İran’da yaşanan gelişmeleri değerlendiren Uludağ Üniversitesi İktisadi ve İdari Bilimler Dekanı ve Uluslararası İlişkiler Bölüm Başkanı Prof. Dr. Tayyar Arı, ABD’nin bölgeyi ateş çemberine çevirmek istediğini söyledi.
İran’da başlayan toplumsal olayları değerlendiren Uludağ Üniversitesi İktisadi ve İdari Bilimler Dekanı Prof. Dr. Tayyar Arı, İran’da sokağa çıkan kesimlerin alt gruba ait olduğunu dile getirerek, “Üniversite öğrencileri, entelektüel kesim, ticaret erbabı, orta ve üst kesimin bu tür olaylara müdahil olmadığını gördük. Ama giderek olayların yayıldığını görüyoruz. Özellikle ABD Başkanı Donald Trump’un bölgeyi bir cehenneme çevirme niyetinin olduğunu da göz ardı edemeyiz. İsrail’in de açıklamalarından bundan oldukça memnun olduğunu görüyoruz. Trump’un sosyal medyada yazdıkları son dönemlerde Suudi Arabistan liderliğinde başlatılan bir koalisyon çerçevesinde Sünni bloku oluşturma ve bölgede mümkünse İran – Suudi Arabistan savaşı çıkartmak planlarının bir uzantısı olduğunu değerlendirebiliriz. İran’ı dönüştürme ve İran rejimini çökertme politikası zaten 1979 yılından itibaren var. Bugüne kadar bu süreç devam ediyor. 1996’larda başlayan ambargo süreci, 2015 sonu nükleer anlaşmaya varılması ile beraber kaldırılmış; ama ABD, ambargoyu yeni sebeplerle yine devam ettiriyor. Amerika, İran rejimini çökertme politikasına bağlılığını sürdürüyor. Bu noktada da muhalif hareketi destekliyor ve bir sakınca görmüyor” dedi.
“ABD ile dost, İsrail’le müttefik İran istiyorlar”
ABD’nin İran’ı kuşatma ya da İran’ı çökertme politikalarını beraber değerlendirilebileceğini vurgulayan Prof. Dr. Tayyar Arı, “ Zaten kuşatmanın gayesi İran rejimini çökertmeydi. Şah dönemine geri dönerse, ABD ile müttefik, İsrail ile dost bir İran istiyorlar. Bunu sağlamak için de içeriden ve dışarıdan bütün araçları kullanıyorlar.
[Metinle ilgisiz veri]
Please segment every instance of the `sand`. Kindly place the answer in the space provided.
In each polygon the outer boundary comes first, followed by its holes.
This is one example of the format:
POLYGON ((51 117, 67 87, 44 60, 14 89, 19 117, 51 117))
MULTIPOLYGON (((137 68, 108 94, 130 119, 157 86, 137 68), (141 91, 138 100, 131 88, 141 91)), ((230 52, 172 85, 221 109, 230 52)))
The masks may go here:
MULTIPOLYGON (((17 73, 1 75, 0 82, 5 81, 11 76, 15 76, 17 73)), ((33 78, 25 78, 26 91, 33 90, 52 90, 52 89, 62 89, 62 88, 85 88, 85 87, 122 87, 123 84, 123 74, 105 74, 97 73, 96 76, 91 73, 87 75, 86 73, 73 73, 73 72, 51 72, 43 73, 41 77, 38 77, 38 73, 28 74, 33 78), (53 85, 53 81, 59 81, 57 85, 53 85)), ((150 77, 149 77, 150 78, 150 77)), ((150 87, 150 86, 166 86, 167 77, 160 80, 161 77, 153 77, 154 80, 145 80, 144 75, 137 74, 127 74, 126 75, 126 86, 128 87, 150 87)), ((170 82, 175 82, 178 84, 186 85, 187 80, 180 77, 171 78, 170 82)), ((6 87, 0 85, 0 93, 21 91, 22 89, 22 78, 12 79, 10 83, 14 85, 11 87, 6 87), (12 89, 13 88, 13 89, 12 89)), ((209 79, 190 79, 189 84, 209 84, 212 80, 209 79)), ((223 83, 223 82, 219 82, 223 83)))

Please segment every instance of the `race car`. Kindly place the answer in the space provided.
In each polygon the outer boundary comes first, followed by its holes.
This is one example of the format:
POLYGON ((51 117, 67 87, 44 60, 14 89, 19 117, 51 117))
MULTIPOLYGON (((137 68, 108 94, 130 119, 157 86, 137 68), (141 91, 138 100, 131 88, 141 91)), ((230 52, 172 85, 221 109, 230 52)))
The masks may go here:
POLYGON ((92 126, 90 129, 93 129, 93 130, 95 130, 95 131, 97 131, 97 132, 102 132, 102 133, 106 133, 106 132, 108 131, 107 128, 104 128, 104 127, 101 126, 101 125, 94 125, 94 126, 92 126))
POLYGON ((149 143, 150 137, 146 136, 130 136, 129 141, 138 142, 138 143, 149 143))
Dolayısıyla İran rejimini ya çökertecekler ya da Suudi Arabistan ile aralarında bir savaş çıkartarak bölgeyi kaosa çevirmeyi kafaya koymuşlar. Bölge ülkelerinin çok dikkatli olması gerekiyor” diye konuştu.
Türkiye’nin bölgede yaşanan gelişmelere çok dikkatli yaklaştığını ifade eden Arı, “Türkiye’nin açıklamaları temkinli ve istikrara yöneliktir. Sağduyu hakim olmasına yöneliktir. Türkiye Dış İşleri Bakanlığı’ndan Ruhani’nin açıklamaları çerçevesinde olayların çözüme kavuşturulmasına yönelik bir açıklama geldi, bunu olumlu buluyorum” şeklinde konuştu.
“Olayların yayılma ihtimali söz konusu”
Olaylar kontrole alınamazsa bütün kesimleri kapsayacak şekilde yayılma ihtimalinin söz konusu olduğunun altını çizen Arı, “Şu ana kadar olanlar bile ülkenin büyük bir kısmına yayıldığını görüyoruz. 4- 5 şehirde başlayan olaylar giderek genişliyor. İçeride bir dinamik var. İran rejimi uzun yıllardır ambargo altında, ekonomik sorunları çözemiyor. Batı ciddi anlamda bir ambargo uyguluyor. İran’da ihale almak, ticaret yapmak, bankacılık sistemini kullanmak oldukça zordur. Bu durumda İran’ın doğalgaz ve petrolünün değerlendirilmesine imkan sağlanmıyor. Bu da İran’ın ekonomik meseleleri aşmasını zorlaştırıyor” dedi.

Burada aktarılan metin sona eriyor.